1853 yılının sonunda Kırım Savaşı’nın başlamış olması Şeyh Şamil için son derece uygun bir ortam yaratmıştır. Bu dönemlerde bilhassa Hıristiyan Gürcülere karşı önemli sayılabilecek baskınlar düzenlediği görülmektedir.
Kafkasya’daki Rus baskısının azalmış olmasından yararlanarak askeri açıdan güçlenmeye çalışmıştır. Taraftarlarını artırarak gücünü Ruslara kabul ettirmek istemiştir. Ancak ne var ki Kırım Savaşı’nda uğranılmış olan yenilgiyi Kafkasya’da elde edilecek olan büyük bir başarı ile unutturmayı amaçlamış olan Rus Çarı II. Aleksandr 1856 yılında büyük bir ordu ile harekete geçmiştir. Şeyh Şamil’in İran ve Osmanlı devleti gibi Müslüman ülkelerden yardım almasını önlemek amacı ile güney sınırından başlatılmış olan kuşatma harekatı ile de desteklenen savaş aralıklar ile üç yıl kadar devam etmiştir. 1859 yılının Eylül ayında geriye kalmış olan birkaç yüz adamı ile Gunib Dağı’na çekilmiş olan Şeyh Şamil Ruslar’ın kuşatmasını yaramayacağını anlayınca teslim olmuştur. Bu olaydan sonra Rus birlikleri hızlı bir şekilde Kafkasya’yı ele geçirmişlerdir.

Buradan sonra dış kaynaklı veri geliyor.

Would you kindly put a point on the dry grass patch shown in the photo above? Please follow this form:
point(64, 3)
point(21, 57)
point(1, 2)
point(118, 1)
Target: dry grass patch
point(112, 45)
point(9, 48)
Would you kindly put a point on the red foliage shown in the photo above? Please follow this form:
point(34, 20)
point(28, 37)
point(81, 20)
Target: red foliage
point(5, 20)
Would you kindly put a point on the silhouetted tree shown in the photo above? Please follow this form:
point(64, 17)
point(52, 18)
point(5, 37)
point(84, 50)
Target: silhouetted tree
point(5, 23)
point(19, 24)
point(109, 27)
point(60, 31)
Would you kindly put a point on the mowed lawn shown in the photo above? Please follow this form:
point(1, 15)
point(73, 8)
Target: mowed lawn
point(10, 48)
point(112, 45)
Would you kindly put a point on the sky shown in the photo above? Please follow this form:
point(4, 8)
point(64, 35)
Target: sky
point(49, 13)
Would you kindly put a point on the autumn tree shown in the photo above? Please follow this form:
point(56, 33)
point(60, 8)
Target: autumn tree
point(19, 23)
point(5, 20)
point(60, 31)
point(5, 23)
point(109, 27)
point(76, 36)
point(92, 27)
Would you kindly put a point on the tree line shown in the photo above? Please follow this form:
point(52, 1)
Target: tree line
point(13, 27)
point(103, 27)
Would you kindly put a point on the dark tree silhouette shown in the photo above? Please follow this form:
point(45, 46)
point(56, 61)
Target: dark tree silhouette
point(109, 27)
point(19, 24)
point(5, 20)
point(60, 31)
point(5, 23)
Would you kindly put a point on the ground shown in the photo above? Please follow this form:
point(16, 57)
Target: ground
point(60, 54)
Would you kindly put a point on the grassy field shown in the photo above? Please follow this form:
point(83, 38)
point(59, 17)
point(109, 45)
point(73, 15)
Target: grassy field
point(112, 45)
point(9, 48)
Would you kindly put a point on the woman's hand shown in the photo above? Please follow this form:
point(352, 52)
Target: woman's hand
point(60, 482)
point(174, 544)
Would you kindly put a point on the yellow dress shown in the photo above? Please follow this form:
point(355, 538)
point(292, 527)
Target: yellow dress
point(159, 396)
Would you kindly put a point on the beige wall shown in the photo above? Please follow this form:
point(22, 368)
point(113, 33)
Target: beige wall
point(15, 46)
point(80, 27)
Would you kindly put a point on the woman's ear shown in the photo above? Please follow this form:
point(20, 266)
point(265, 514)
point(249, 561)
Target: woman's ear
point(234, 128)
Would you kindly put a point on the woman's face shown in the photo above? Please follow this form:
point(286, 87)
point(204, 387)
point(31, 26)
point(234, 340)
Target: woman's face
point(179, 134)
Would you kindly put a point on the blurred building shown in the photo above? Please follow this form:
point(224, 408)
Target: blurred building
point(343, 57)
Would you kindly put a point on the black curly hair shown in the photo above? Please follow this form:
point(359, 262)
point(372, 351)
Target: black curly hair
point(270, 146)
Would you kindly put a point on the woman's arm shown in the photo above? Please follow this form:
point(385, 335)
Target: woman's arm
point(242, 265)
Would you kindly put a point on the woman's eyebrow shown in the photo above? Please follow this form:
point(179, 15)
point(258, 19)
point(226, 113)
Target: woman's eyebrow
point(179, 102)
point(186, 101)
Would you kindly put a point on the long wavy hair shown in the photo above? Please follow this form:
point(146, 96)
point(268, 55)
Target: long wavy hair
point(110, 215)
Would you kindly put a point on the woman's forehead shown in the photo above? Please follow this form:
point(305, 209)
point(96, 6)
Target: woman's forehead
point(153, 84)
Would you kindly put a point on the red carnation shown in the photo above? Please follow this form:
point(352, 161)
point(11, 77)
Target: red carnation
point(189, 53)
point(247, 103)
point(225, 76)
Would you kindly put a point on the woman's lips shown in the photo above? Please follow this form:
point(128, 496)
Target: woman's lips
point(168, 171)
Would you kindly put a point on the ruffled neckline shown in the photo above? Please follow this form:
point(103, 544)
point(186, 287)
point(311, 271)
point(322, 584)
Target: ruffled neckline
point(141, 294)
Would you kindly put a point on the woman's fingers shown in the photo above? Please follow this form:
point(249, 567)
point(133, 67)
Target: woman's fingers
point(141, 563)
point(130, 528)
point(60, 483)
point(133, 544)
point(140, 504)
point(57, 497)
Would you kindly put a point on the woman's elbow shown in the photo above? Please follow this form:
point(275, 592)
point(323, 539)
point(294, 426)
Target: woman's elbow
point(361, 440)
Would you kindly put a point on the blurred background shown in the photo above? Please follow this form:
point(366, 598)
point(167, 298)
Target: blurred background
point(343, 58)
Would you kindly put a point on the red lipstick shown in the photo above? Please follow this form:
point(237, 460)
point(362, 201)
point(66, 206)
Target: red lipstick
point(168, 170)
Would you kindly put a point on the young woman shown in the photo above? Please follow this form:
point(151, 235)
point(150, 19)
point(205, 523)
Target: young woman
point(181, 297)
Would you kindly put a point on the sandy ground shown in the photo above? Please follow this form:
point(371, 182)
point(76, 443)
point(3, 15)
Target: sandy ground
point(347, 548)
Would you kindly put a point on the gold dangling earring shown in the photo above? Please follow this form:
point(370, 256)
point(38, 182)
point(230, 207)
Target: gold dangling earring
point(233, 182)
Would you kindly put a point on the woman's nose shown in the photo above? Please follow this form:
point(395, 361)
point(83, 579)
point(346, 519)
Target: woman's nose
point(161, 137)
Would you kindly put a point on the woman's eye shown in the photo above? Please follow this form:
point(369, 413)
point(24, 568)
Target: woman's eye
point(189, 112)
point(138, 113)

Rusya’daki St. Petersburg şehrine götürülmüş olan büyük mücahit Şeyh Şamil, Rus çarı II. Aleksandr tarafından iyi karşılanmıştır. Ve ailesi ile birlikte Moskova yakınlarındaki Kaluga’da oturması uygun görülmüştür. 1869 yılında Rus Çarı’nın izni ile hacca gitmiştir. Ama geri dönmeyerek Medine’ye yerleşmiştir. Ve orada vefat etmiştir.
Şeyh Şamil’in kahramanlıklar ile dolu olan yaşamı halk arasında bir efsane özelliği kazanmıştır. Şeyh Şamil bir çok edebi esere de konu olmuştur.